Almost all diseases are multifactorial and obesity is no exception!
There are many factors that cause our bodies to gain weight. These include, but are not limited to: Genetics, sleep, stress, activity, environment, medications, environmental toxins, excess calories, processed carbohydrates, and sugar. These, and many other converge on multiple hormone pathways to cause weight gain. The most important hormone is insulin. Insulin is our body’s fat storing hormone. When insulin levels are elevated it signals to our body to store fat and prevents the breakdown of stored energy (fat).
When we eat, we signal to our pancreas to secrete insulin. Processed carbohydrates and simple sugars spike our insulin levels higher than proteins and fats do. Thus, eating simple sugars and processed carbs raise our insulin levels at a higher rate and continued ingestion of simple carbohydrates can lead to insulin resistin and more fat storage. So, if high insulin causes weight gain, reducing insulin and keeping it low should lead to weight loss.
So how do you reduce your insulin levels?
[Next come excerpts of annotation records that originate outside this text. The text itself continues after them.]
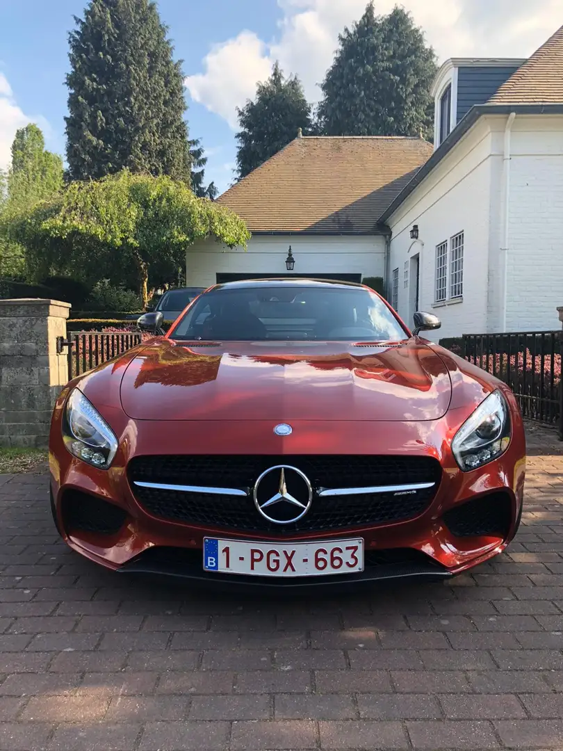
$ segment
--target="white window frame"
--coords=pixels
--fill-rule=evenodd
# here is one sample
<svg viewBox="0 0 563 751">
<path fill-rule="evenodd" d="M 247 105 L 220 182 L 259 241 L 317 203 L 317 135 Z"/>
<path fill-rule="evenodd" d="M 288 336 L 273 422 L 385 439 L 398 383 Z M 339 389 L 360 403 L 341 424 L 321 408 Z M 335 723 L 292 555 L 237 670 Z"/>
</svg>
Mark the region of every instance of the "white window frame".
<svg viewBox="0 0 563 751">
<path fill-rule="evenodd" d="M 447 240 L 436 246 L 434 270 L 434 302 L 445 303 L 447 300 Z"/>
<path fill-rule="evenodd" d="M 391 307 L 396 310 L 399 307 L 399 267 L 393 270 L 391 279 Z"/>
<path fill-rule="evenodd" d="M 463 301 L 465 231 L 436 246 L 434 261 L 434 305 Z"/>
<path fill-rule="evenodd" d="M 464 232 L 458 232 L 450 238 L 449 300 L 463 297 L 463 246 Z"/>
</svg>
What matters is what you eat and when you eat. Avoiding sugars and processed carbohydrates will help keep insulin levels down. Eating moderate amounts of protein, healthy fats, unprocessed carbohydrates, and nuts and legumes (which are high in fiber) can help keep insulin from spiking. In addition, intermittent fasting has been shown to also help reduce insulin levels and improve insulin resistance. Although there are many methods, I have my patients start with a 12-hour overnight fast. This means that if you eat at 8:00 pm you cannot eat again until 8:00 am. Some people benefit from longer 14 to 16 hour fasts. For women, I usually do not recommend fasting for longer than 14 hours. An overnight fast is the easiest and most natural approach to reducing insulin because the majority of the fast occurs while your sleeping and you eat only during a 10 to 12 hour window. It is important to maintain a healthy diet during those 10 to 12 hours. A healthy diet consists of healthy proteins, healthy fats, non-starchy vegetables, some fruit, nuts and legumes, and whole unprocessed grains. These foods keep your insulin from spiking. You can eat 2 to 3 meals, preferably without snacking. Every time you eat you raise your insulin so eating only during mealtimes reduces the number of times your insulin is raised during a 24-hour cycle.
This is why it is important not only what you eat, but when you eat. There is a lot of nutritional advice out there and it is often hard to know what to believe. I am board certified in Obesity Medicine and I stay up to date on the latest research. Nutritional research must be looked at through a critical lens and you should not blindly follow the latest fad without a critical analysis of the science behind it. I am a member of the Obesity Medicine Association and the Obesity Society which gives me access to the latest research. I am very passionate about helping my patients achieve and maintain healthy weights and preventing or reversing chronic diseases associated with excess weight.
In addition, other factors such as poor sleep, excessive stress, medications, and other risk factors may be the cause of your weight gain and these issues must be addressed simultaneously. We do not treat heart disease by saying “let’s treat your blood pressure but keep smoking and eating highly processed foods.” Multiple factors contribute to the development of obesity. In order to treat obesity, we must take a multifactorial treatment approach.